В настоящее время, скорее всего, рядом с вашим компьютером имеется обычная буквенно-цифровая клавиатура. Множество попыток реформирования клавиатуры (например, раскладка Дворака) оказались бессильными для того, чтобы преодолеть инерцию многих миллионов людей, которые научены вслепую набирать на клавиатуре с раскладкой QWERTY. Все, что мы можем сделать в качестве разработчиков интерфейсов, – это ходить где-нибудь с краю и делать небольшие улучшения, не требующие серьезного переучивания. Приведу некоторые из тех улучшений, которые мы можем предпринять.

Для того чтобы начался автоматический повтор, в большинстве клавиатур требуется удерживать клавишу в нажатом положении в течение 500 мс. Это является примером фиксированной задержки. Однако имеет смысл не использовать в интерфейсах фиксированный интервал задержки. Любая фиксированная задержка может оказаться как слишком большой, так и слишком малой, в зависимости от пользователя и обстоятельств. В данном случае задержка в 500 мс может быть слишком короткой в тех ситуациях, если вы задумались над тем, что собираетесь ввести дальше. Когда вы очнетесь, то можете обнаружить, что на странице появились пара строк с одним символом, наподобие ssssssssssssssssssss. (Мой кот является мастером в использовании компьютера таким образом.) Для пользователя, имеющего небольшую скорость набора или страдающего от какого-нибудь неврологического или физиологического расстройства, задержка в 500 мс перед автоповтором может также быть слишком короткой.
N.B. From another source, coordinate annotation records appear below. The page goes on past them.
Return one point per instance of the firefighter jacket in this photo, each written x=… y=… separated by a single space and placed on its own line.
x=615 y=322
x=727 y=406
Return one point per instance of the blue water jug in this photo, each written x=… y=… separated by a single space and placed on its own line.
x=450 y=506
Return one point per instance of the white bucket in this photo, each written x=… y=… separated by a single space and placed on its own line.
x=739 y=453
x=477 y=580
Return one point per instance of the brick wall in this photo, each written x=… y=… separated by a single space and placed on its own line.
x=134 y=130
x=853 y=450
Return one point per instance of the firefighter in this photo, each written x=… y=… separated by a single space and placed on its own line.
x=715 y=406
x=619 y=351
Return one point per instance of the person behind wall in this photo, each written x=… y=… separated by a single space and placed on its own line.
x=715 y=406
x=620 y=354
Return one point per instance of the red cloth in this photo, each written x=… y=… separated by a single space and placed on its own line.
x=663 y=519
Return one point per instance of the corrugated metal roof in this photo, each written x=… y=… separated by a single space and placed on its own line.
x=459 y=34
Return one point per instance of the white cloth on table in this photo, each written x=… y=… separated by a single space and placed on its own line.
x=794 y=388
С другой стороны, интервал задержки в 500 мс является слишком длинным, хотя бы потому, что задержка есть задержка – пользователю приходится ждать, пока возникнет необходимый эффект. Например, у пользователей интерфейса Macintosh следующая ситуация вызывает особенное раздражение: чтобы изменить имя файла после открытия тома или папки, вам требуется щелкнуть по имени и подождать полсекунды до тех пор, пока не появится специальное обрамление или изменение цвета, указывающее на переход в режим редактирования. Это было предусмотрено для того, чтобы пользователь мог выбрать имя файла одним нажатием на кнопку мыши без риска случайного его изменения. После перехода в предварительный режим редактирования вы должны щелкнуть по имени еще раз, чтобы перевести систему в состояние редактирования. Раздражение пользователей подтверждается как проведенными интервью, так и неоднократными статьями в журналах с описаниями способов обхода этих задержек. Пользователи не любят, когда их вынуждают ждать.
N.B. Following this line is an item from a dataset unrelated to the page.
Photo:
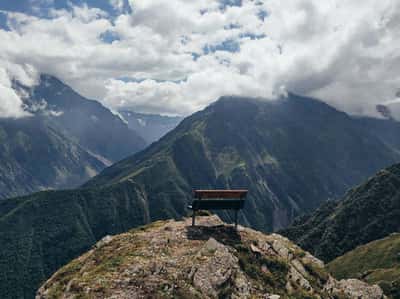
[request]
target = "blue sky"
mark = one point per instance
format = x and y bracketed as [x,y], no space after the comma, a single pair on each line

Джон Бумгарнер (John Bumgarner), работавший в компании Information Appliance, предложил хорошее решение проблемы автоповтора. Он заметил, что в большинстве фонетических языков одна буква почти никогда не встречается три раза подряд. Он также заметил, что автоповтор редко используется, если букву требуется повторить менее пяти раз (в этом случае пользователь просто нажимает на клавишу необходимое число раз). При использовании метода Бумгарнера автоповтор начинается, если клавиша удерживается более 100 мс после третьего подряд нажатия на клавишу. Другими словами, чтобы получить строку, состоящую из знаков равенства, требуется нажать следующую последовательность:

===↓

После этого клавишу со знаком равенства следует удерживать в нажатом положении до тех пор, пока не появится необходимое количество символов, и затем отпустить.

Многократное нажатие на одну и ту же клавишу выполнить быстрее, чем набирать разные символы, и GOMS-анализ показывает, что задержка перед началом автоповтора падает с 700 мс при обычных методах до 400 мс в предложенном методе. Метод автоповтора Бумгарнера достаточно прост в использовании и, как показали тестирования, такой автоповтор никогда не запускается случайно (даже если ваша кошка сядет на клавиатуру). Отрицательной стороной, которая свойственна также и стандартному методу автоповтора, является то, что автоповтор работает как невидимая функция, которая нигде в системе не обозначена.